# Data Loading

In [None]:
import numpy as np
import pandas as pd

In [None]:
try:
    import google.colab
    data_file = 'https://raw.githubusercontent.com/sesise0307/pydata2021-eda/main/data/preprocessed/adult.feather'
except:
    data_file = '../data/preprocessed/adult.feather'

df = pd.read_feather(data_file)

In [None]:
df.head()

# Matplotlib

![Matplotlib](../image/matplotlib.svg)

- [GitHub](https://github.com/matplotlib/matplotlib)
- [Documentation](https://matplotlib.org/stable/contents.html)

Matplotlib is a comprehensive library for creating static, animated, and interactive visualizations in Python.

It is a basic building block of other advanced Python visualization libraries such as `seaborn` or `pandas`.

So, it is essential to know `matplotlib` if you're using Python for data analysis.

In this tutorial, I assume that you already have some experiences with `matplotlib`.

In [None]:
import matplotlib.pyplot as plt

In [None]:
plt.rcParams['figure.figsize'] = 10, 5  # Set default figure size

In [None]:
plt.rcParams

## Scatter Plot

In [None]:
plt.scatter(x=df['hours_per_week'], y=df['fake_income'])

In [None]:
# Let's add x and y lables with units
plt.scatter(x=df['hours_per_week'], y=df['fake_income'])

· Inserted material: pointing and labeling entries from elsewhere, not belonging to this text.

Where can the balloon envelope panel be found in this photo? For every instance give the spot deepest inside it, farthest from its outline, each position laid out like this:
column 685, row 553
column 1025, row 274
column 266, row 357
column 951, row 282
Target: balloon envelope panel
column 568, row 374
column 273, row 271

plt.xlabel('Hours per Week [h]')
plt.ylabel('Fake Income [dollar]');

In [None]:
# Let's adjust point size and add color with "age"
# Available colormaps can be found here: https://matplotlib.org/stable/tutorials/colors/colormaps.html

plt.scatter(x=df['hours_per_week'], y=df['fake_income'],
            c=df['age'], cmap='winter', s=5)

plt.xlabel('Hours per Week [h]')
plt.ylabel('Fake Income [dollar]');

In [None]:
# Let's add a color bar
plt.scatter(x=df['hours_per_week'], y=df['fake_income'],
            c=df['age'], cmap='winter', s=5)

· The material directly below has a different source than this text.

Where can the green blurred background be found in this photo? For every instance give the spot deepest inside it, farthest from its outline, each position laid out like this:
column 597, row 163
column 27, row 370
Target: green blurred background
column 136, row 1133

plt.xlabel('Hours per Week [h]')
plt.ylabel('Fake Income [dollar]')

plt.colorbar();

In [None]:
# Let's add a line indicating median "fake_income"
plt.scatter(x=df['hours_per_week'], y=df['fake_income'],
            c=df['age'], cmap='winter', s=5)

plt.xlabel('Hours per Week [h]')
plt.ylabel('Fake Income [dollar]')

plt.colorbar()

median_fake_income = df['fake_income'].median()
plt.axhline(y=median_fake_income, color='r', ls='--');

In [None]:
# Let's add a label for the median "fake_income"
plt.scatter(x=df['hours_per_week'], y=df['fake_income'],
            c=df['age'], cmap='winter', s=5)

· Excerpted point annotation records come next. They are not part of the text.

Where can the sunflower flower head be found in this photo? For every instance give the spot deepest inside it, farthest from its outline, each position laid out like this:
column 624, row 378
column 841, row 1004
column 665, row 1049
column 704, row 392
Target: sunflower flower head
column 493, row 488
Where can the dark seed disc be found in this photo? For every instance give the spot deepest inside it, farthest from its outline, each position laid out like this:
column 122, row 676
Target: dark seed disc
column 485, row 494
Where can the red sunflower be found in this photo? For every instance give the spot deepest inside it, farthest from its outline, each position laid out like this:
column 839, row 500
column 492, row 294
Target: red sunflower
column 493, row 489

plt.xlabel('Hours per Week [h]')
plt.ylabel('Fake Income [dollar]')

plt.colorbar()

median_fake_income = df['fake_income'].median()
plt.axhline(y=median_fake_income, color='r', ls='--',
            label=f'Median Fake Income: ${median_fake_income:,.0f}')
plt.legend();

In [None]:
# How about average income by "hours_per_week" bins?
hpw_bins = np.arange(0, 101, 5)
hpw_labels = hpw_bins[:-1] + 2.5
df['hpw_cut'] = pd.cut(df['hours_per_week'], bins=hpw_bins, labels=hpw_labels)

df[['hours_per_week', 'hpw_cut']].head()

In [None]:
average_income_by_hours_per_week = (
    df
    .groupby('hpw_cut')['fake_income']
    .mean()
)

average_income_by_hours_per_week.head()

In [None]:
plt.plot(
    average_income_by_hours_per_week.index,
    average_income_by_hours_per_week,
    marker='x'
)

In [None]:
# Let's plot the two figures altogether
plt.scatter(x=df['hours_per_week'], y=df['fake_income'],
            c=df['age'], cmap='winter', s=5)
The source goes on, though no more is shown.